Пейдж осталась стоять на кухне не в силах пошевелиться. Она знала, что мужчина никогда ей не навредит и не сделает больно, но сейчас ей впервые было страшно рядом с ним. Когда оцепенение спало, Шэрон на ватных ногах дошла до дивана в зале и села, смотря в одну точку.
Признаваться в своих ошибках было всегда неприятно. И самостоятельную взрослую жизнь Пейдж любила как раз за то, что это делать было не обязательно. Речь Алана с обвинениями в ее сторону не стала исключениями. Она отослала его к Стью? Андервуд взрослый мужчина, должен был сам думать, к чему приведут такие последствия. Женщина терпела его плохое и безразличное настроение слишком долго, чтобы делать это и дальше. И теперь он обвиняет ее в том, что она что-то делала не так? Разве она была виновата, что Алан не может справиться со своими проблемами сам?

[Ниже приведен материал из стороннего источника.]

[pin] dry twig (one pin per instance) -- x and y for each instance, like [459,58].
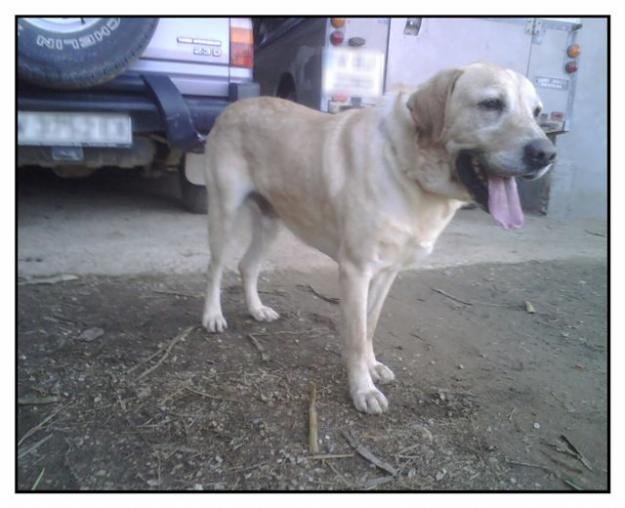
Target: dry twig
[576,453]
[329,299]
[365,453]
[38,480]
[313,426]
[181,336]
[39,426]
[465,302]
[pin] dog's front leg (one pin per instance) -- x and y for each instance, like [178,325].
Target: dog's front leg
[354,283]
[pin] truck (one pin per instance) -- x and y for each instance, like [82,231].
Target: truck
[334,64]
[128,92]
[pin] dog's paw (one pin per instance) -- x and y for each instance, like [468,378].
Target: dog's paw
[264,313]
[380,373]
[214,323]
[372,401]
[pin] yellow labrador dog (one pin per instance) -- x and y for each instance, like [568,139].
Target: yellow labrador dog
[371,188]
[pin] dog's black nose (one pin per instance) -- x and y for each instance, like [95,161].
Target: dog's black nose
[538,153]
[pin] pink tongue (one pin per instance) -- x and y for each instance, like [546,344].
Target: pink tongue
[503,201]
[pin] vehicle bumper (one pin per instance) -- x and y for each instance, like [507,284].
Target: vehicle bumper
[152,101]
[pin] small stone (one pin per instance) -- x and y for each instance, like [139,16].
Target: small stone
[91,334]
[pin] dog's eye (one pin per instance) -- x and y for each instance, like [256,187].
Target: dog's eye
[492,104]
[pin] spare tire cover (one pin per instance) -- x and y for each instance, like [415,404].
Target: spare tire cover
[79,52]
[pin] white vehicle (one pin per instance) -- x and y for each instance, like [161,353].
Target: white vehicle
[128,92]
[333,64]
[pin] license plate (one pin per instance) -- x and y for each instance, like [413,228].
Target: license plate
[73,129]
[353,72]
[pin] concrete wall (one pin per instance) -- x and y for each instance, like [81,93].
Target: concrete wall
[579,181]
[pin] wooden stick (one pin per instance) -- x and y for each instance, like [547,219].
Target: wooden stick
[174,341]
[451,297]
[207,395]
[368,455]
[36,484]
[465,302]
[313,425]
[39,426]
[33,401]
[329,299]
[331,456]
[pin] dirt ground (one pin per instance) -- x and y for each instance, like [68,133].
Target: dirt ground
[113,395]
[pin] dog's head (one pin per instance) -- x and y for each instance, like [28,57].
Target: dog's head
[484,118]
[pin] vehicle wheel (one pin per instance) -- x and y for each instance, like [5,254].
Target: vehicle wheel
[194,197]
[286,90]
[79,52]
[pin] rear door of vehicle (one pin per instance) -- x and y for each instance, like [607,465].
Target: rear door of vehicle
[190,50]
[421,47]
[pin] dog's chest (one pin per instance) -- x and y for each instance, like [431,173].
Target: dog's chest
[402,246]
[404,240]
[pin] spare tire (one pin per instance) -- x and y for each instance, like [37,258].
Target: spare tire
[79,52]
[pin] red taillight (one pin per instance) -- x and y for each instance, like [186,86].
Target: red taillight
[241,43]
[571,67]
[574,50]
[336,37]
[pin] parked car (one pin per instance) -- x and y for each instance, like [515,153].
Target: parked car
[334,64]
[128,92]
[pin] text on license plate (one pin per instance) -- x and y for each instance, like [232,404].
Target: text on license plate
[73,129]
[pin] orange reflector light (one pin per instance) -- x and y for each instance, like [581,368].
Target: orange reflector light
[336,37]
[241,43]
[574,50]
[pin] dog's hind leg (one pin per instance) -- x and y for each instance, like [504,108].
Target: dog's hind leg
[378,290]
[354,283]
[265,227]
[224,203]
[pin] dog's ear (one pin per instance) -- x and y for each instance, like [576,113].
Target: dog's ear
[428,104]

В коридоре что-то громыхнуло, и Пейдж медленно встала с дивана, ожидая новую порцию необоснованных, по ее мнению, нападок. В зал, слегка пошатываясь, вошел Алан, таща за собой огромный желтый чемодан:
– Я собрал твои вещи в спальне. Забирай все, что тебе еще нужно, – он поставил чемодан перед собой и сделал несколько шагов назад. – Завтра утром тебя здесь быть не должно.
Шэрон испуганно посмотрела на него:
– Ты… выгоняешь меня?
– Я не хочу тебя больше видеть.
У Шэрон было не так уж и много вещей, чтобы переживать о том, что чего-то не доставало в этом битком набитом чемодане. Она взялась за его ручку и повезла к дверям:
– Не утруждай себя, я могу уехать и сейчас, – возле порога, наспех обматываясь шарфом, Пейдж повернулась и посмотрела на Алана, который не сводил с нее взгляда. – Только не надо потом на трезвую голову приезжать ко мне и просить прощение за необдуманные слова и действия, которые ты сейчас сделал. Это конец.

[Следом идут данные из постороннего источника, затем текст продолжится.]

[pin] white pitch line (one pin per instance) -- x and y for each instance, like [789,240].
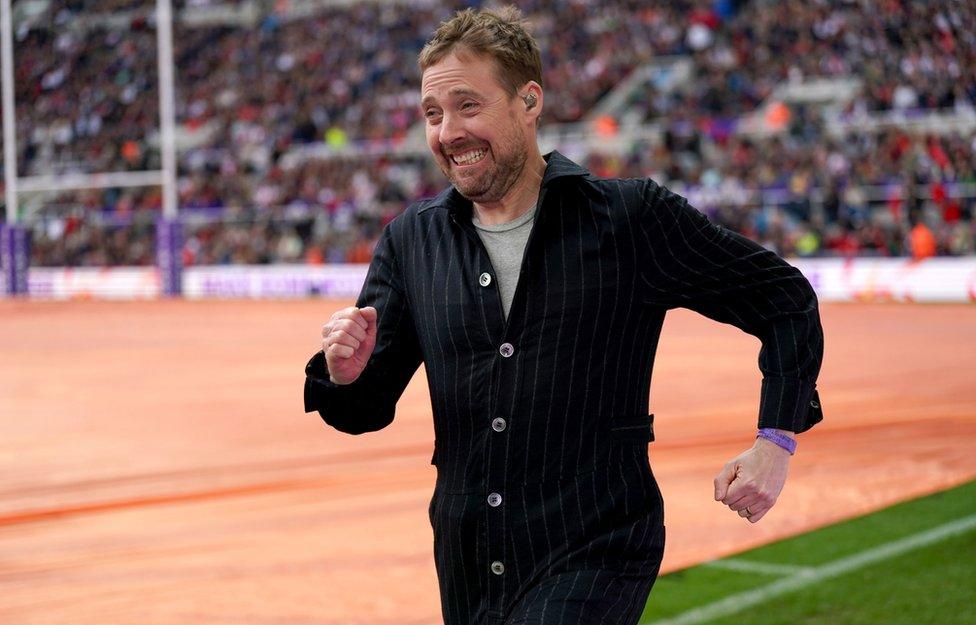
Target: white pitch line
[738,602]
[765,568]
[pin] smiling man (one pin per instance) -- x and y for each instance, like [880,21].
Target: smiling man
[534,293]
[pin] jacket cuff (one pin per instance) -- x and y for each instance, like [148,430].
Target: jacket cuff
[789,404]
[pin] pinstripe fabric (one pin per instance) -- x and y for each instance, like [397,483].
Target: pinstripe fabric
[579,526]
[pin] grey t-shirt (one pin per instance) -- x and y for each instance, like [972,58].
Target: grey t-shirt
[505,244]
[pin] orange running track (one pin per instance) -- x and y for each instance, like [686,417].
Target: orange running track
[156,466]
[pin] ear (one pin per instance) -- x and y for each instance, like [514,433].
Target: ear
[531,95]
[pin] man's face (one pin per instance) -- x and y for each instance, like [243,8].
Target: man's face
[475,131]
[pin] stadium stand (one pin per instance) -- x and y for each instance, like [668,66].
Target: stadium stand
[836,127]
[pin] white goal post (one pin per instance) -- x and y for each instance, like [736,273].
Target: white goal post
[14,256]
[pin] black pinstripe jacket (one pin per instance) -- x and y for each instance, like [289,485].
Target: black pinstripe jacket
[541,421]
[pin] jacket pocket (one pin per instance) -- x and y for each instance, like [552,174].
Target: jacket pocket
[639,430]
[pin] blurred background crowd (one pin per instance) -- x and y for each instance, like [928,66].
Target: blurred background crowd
[295,119]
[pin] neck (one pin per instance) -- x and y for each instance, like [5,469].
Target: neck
[520,198]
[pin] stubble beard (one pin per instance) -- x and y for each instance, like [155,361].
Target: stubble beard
[492,184]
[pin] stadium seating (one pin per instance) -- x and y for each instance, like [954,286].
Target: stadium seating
[296,119]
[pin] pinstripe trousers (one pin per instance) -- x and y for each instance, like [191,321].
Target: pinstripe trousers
[545,509]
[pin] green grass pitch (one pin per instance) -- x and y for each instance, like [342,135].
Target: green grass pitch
[911,564]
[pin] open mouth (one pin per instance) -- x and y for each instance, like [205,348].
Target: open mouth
[470,157]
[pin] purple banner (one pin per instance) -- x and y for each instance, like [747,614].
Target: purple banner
[169,243]
[14,258]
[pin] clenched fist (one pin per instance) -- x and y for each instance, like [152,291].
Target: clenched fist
[348,340]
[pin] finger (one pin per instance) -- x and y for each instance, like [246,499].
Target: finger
[746,501]
[340,351]
[341,337]
[349,327]
[722,481]
[739,488]
[370,315]
[352,313]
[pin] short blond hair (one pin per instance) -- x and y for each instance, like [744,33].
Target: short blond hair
[500,36]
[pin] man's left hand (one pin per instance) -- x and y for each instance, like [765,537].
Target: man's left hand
[750,483]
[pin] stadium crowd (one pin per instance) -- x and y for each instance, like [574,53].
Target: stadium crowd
[347,76]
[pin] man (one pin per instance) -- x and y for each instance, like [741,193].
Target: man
[534,293]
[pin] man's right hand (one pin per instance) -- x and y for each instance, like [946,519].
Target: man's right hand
[348,340]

С минуту Андервуд молча наблюдал, как она одевается. Он не чувствовал, что делает что-то неправильно. После выпитого алкоголя ему было практически все равно. Практически… Сейчас он чувствовал только боль от всех слов, что сказала Шэрон.
– Отдай ключи, – он протянул руку, но вместо ладони ключи прилетели ему в грудь. Дверь за женщиной с силой захлопнулась, а он горько усмехнулся. Какой глупец сказал, что все что ни делается, все к лучшему? Должно быть он был полным идиотом, потому что сейчас мужчина чувствовал себя отвратительно, как никогда в жизни.
***
С каждым днем хотелось выбросить телефон все сильнее. Единственные, кому неизменно отвечал Андервуд, была Нора с ежедневными отчетами из магазина, куда он стал заезжать крайне редко, и Майер. Больше ни с кем у мужчины не было сил разговаривать. Он чувствовал вину за то, что не отвечал Офелии, когда в один день она позвонила ему больше десяти раз. Все десять раз он пристально смотрел на входящий, но взять трубку не смог.
Что он ей скажет? Да она в момент поймет, что с ним что-то не так. Она была последним человеком, которого он хотел беспокоить. Несколько раз ему даже звонил Джеймс, но и от него Алан не смог взять трубку. Хотелось просто чтобы его оставили в покое. Хотя бы на один день избавили от этого надоедливого круговорота, которые пожирал его.
В первые дни после ухода Шэрон он несколько раз порывался поехать к ней. Ему не нужно было даже обзванивать ее подруг, чтобы понять, где Пейдж сейчас. С большей вероятностью она была в свое маленькой квартирке на самой окраине Лондона, которая досталась ей от бабушки. Но какой толк был в их встрече? Единственное за что бы он мог извиниться – за грубость и за то, что, вероятно, напугал ее. Но разве Алан дождался бы извинений от нее? Вряд ли. Он был уверен, что она даже не умеет извиняться по-настоящему.
Теперь, приходя домой, Андервуд даже не включал свет. Машинально снимая с себя пальто и ботинки, он пошатываясь проходил в спальню и забывался тревожным сном до самого утра, нередко несколько раз просыпаясь за ночь. Ему снился отец, Шэрон, что-то еще. Мужчине казалось порой, что он сходит с ума.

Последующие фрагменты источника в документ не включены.